Can You Get in Trouble for Using Your Cell Phone While Driving in Texas?

NOTE: We only handle cases involving accidents and injuries. This article is for informational purposes only. Information found in the article does not constitute as formal legal advice and does not create an attorney/client relationship. We cannot help you beyond the information provided below if you have received a ticket for texting and driving.


There’s no denying the deadly dangers of using your cell phone while driving. Studies show us that one of every five car crashes involves a distracted driver.  

If you’re caught texting and driving in Houston, you could be on the hook for serious fines for putting the lives of others at risk. That’s why here in Texas, there are significant restrictions on cell phone use for drivers in order to prevent car accidents.

What Are the Cell Phone Laws in Texas?

In 2017, legislation was signed that banned texting while driving in the Lone Star state. 

  • Potential penalties. For first-time offenders, possible fines range from $25-$99. Those fines will jump to $100-$200 for repeat offenders. 
  • Increased fine for causing an accident. If your texting while driving leads to an accident with injuries or the death of someone else, you could be facing $4,000 in fines and a year in jail.

There are other restrictions outlined by the law as well.

  • If you have a learner’s permit, you can’t use a handheld cell phone while driving for the first six months of your driving privileges.  
  • If you’re younger than 18, you can’t use a cell phone while driving.
  • School bus drivers can’t use their cell phone if children are on the bus.
  • All handheld device use is banned while driving in a school zone. 

This means you could be ticketed for other cell phone actions, including checking your email or social media accounts or internet browsing. 

If you’re 18 and older, though, you can still use your cell phone to talk, operate your GPS app, report a crime, or seek emergency help.

Why is Talking While Driving Still Legal?

Just because you may be able to legally talk on your cell phone while driving doesn’t make it a good idea. Think of it in terms of being the lesser of two evils.

With a hands-free cell phone, you’re able to talk on your phone while keeping your eyes on the road ahead of you. 

That’s not the case if you’re using your cell phone for texting, email, or internet surfing. 

Studies have revealed that when you send or read a text, your eyes are taken from the road for as long as five seconds.

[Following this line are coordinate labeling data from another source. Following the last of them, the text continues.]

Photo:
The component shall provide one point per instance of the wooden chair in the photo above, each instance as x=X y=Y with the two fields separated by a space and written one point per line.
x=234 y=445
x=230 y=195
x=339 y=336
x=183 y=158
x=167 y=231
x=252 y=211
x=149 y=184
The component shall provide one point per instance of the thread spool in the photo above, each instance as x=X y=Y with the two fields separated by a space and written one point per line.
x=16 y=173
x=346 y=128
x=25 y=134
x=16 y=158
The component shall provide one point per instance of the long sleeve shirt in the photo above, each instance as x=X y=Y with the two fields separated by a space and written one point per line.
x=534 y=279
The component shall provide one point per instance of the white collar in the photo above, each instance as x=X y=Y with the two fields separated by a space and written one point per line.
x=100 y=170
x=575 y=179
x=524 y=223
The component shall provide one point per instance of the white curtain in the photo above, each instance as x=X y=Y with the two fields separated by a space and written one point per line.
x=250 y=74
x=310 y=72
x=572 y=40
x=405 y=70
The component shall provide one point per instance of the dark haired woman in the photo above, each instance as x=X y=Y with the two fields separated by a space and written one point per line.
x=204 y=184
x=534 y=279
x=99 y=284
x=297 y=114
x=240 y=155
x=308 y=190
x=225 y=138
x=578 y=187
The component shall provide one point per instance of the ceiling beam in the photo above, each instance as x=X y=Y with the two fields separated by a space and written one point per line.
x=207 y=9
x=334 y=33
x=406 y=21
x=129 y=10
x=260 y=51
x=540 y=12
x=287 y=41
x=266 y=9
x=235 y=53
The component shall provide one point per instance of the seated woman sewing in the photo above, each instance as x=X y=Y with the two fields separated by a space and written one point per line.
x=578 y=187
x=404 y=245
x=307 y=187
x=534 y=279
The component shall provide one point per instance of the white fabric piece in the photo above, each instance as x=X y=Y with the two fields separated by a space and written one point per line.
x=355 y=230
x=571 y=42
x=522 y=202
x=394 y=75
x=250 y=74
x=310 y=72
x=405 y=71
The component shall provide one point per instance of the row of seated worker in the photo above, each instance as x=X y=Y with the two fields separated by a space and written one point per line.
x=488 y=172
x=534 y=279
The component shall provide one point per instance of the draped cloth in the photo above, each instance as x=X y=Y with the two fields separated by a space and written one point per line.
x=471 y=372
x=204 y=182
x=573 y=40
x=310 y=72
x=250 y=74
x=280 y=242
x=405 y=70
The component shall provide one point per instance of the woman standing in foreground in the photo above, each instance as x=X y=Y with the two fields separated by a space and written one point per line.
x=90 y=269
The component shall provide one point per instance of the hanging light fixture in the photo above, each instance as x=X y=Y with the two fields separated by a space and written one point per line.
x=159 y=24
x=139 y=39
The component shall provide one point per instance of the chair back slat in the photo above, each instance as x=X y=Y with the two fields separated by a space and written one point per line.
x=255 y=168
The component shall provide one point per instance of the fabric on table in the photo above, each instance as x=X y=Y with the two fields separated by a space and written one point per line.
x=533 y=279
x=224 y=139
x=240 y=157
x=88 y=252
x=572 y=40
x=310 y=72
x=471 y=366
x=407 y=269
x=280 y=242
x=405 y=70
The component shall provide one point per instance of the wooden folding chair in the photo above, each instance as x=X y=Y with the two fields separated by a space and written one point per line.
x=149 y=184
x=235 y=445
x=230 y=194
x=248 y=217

That’s more than enough time for your car to travel at least 100 yards – the same length as John O’Quinn Field at the University of Houston – while sending or reading your text. 

How Can I Keep My Eyes on the Road?

It can be tough to break old habits, but it’s definitely in the best interest of you and your fellow Texas drivers to stay focused on the road.

  • Adjust your cell phone’s settings. If you have a smart phone, use the “Do Not Disturb” option. You should be able to do this in your phone’s “settings” menu.
  • Install apps to prevent cell phone use while driving. There are many apps available for download that will prevent your phone from sounding or vibrating when the car is in motion. 
  • Pull over first. If you have to take a call or text that can’t wait, pull over safely and put your car’s gear in “park” first.
  • Place your phone out of reach. A good habit to get into is to place your cell phone in your glove compartment before putting your car in gear. Another alternative is to let a passenger take care of your phone calls and texts while you drive. 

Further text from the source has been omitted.